Today I am announcing my decision to withdraw the notice of intent to seek the death penalty in the case of State v. Michele Anderson. Ms. Anderson is charged with six counts of aggravated murder in the first degree for the mass slaying of six members of her family on Christmas Eve 2007.
I initially filed the notice to seek the death penalty because the case met the legal standard, and, in my opinion, the premeditated murder of 6 people, including two small children, qualifies as one of the worst crimes that we have experienced in King County. I thought the jury in each co-defendant’s trial should have the option to consider the state’s ultimate punishment.
The jury in the trial of Michele Anderson’s accomplice, Joseph McEnroe, heard all of the evidence in the case and found him guilty.
That evidence made it clear that McEnroe fired the fatal shot in five of the six murders:
McEnroe fatally shot Wayne Anderson and Judy Anderson in their home as they prepared for the holiday. He then took the lead in hiding their bodies and set the trap for the next victims.
When Scott and Erica Anderson arrived to celebrate Christmas Eve an hour later, McEnroe killed Erica Anderson with multiple gunshots. He then attempted to shoot Scott, who had also been shot by Michele.
It was McEnroe who made the decision to kill the children, Olivia Anderson, age 5 and Nathan Anderson, age 3. It was McEnroe who turned the gun on the children, killing them at close range.
In May, the jury decided what punishment McEnroe should receive for his crimes. Because the jury was unable to unanimously agree that the death penalty was warranted, the result for him is a sentence of life in prison without possibility of parole -- the only other possible penalty.
Today, we are left with a situation where, following a trial by an impartial jury, one of the two participants in this horrific crime has received a life sentence for his actions.
My decision today will reconcile the potential outcomes for these two defendants, and remove the death penalty option for the jury in Michele Anderson’s trial.
To proceed with the death penalty against defendant Anderson, in light of the sentence imposed on defendant McEnroe, would not be in the interest of justice.
Although we could still go forward with the death penalty on the table, it is my decision that we should not.
Prosecutors have the responsibility of administering the death penalty law in a way that is fair. This act is consistent with that duty.
We have fought long and hard in court to preserve the option of the death penalty for the McEnroe jury. I measure our success in the fact that the jury did ultimately have this option, even though they could not unanimously agree.
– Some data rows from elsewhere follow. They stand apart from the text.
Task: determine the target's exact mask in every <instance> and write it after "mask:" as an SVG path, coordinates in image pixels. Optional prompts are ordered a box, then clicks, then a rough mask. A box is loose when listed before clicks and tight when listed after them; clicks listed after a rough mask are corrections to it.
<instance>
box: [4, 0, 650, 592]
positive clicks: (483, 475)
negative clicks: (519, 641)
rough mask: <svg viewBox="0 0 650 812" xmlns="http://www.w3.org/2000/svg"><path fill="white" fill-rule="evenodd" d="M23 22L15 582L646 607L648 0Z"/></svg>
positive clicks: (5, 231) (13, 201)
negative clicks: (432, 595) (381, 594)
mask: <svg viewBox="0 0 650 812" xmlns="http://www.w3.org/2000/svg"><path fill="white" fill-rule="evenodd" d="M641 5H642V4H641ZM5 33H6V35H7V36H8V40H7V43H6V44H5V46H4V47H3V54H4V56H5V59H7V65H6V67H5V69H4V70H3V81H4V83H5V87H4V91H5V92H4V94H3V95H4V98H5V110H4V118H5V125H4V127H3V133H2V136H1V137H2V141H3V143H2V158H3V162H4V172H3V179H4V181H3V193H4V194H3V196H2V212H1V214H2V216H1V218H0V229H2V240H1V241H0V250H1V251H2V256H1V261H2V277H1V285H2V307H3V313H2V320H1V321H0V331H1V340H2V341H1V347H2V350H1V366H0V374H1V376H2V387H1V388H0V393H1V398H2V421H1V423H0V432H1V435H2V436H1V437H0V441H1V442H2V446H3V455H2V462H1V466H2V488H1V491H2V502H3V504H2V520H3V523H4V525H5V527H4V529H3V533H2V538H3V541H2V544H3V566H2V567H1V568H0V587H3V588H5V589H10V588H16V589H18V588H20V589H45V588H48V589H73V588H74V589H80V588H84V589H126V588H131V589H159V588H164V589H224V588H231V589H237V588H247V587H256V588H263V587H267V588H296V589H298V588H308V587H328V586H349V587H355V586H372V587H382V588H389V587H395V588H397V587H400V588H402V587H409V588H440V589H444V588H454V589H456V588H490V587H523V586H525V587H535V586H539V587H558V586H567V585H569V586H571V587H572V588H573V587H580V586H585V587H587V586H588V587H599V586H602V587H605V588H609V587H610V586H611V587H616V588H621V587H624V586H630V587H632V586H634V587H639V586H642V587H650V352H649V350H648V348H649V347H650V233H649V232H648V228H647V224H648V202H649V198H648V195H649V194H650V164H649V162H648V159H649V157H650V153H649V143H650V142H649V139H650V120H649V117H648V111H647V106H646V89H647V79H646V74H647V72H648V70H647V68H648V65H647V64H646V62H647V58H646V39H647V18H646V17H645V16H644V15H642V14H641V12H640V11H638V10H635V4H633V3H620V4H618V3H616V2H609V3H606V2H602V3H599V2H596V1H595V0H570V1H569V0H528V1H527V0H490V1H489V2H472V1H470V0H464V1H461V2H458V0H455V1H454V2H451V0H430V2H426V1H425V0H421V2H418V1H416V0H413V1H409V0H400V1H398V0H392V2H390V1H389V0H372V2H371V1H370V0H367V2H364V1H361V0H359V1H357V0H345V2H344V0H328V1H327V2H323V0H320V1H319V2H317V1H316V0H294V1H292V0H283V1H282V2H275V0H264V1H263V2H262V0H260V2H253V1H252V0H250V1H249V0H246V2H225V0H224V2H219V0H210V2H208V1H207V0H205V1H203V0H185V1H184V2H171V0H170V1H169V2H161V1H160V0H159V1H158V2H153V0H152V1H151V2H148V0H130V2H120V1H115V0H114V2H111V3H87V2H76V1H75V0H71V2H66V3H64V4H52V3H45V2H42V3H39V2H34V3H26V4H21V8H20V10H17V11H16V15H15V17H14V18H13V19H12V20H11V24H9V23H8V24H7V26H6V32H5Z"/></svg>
Now, faced with a trial for Ms. Anderson - an accomplice whom we allege is equally culpable for the crimes - we must take the step to equalize the potential punishment she faces.
This is a unilateral action by my office, not dependent upon any action or agreement by defendant Anderson. We have long said that the death penalty is too powerful a tool to be used as a plea bargaining chip, and our action today demonstrates that principle.
We will continue to get ready for trial in defendant Anderson’s case, but it will no longer be a capital case.
The notice of the withdrawal of the death penalty will be presented to the court at 3 p.m. today.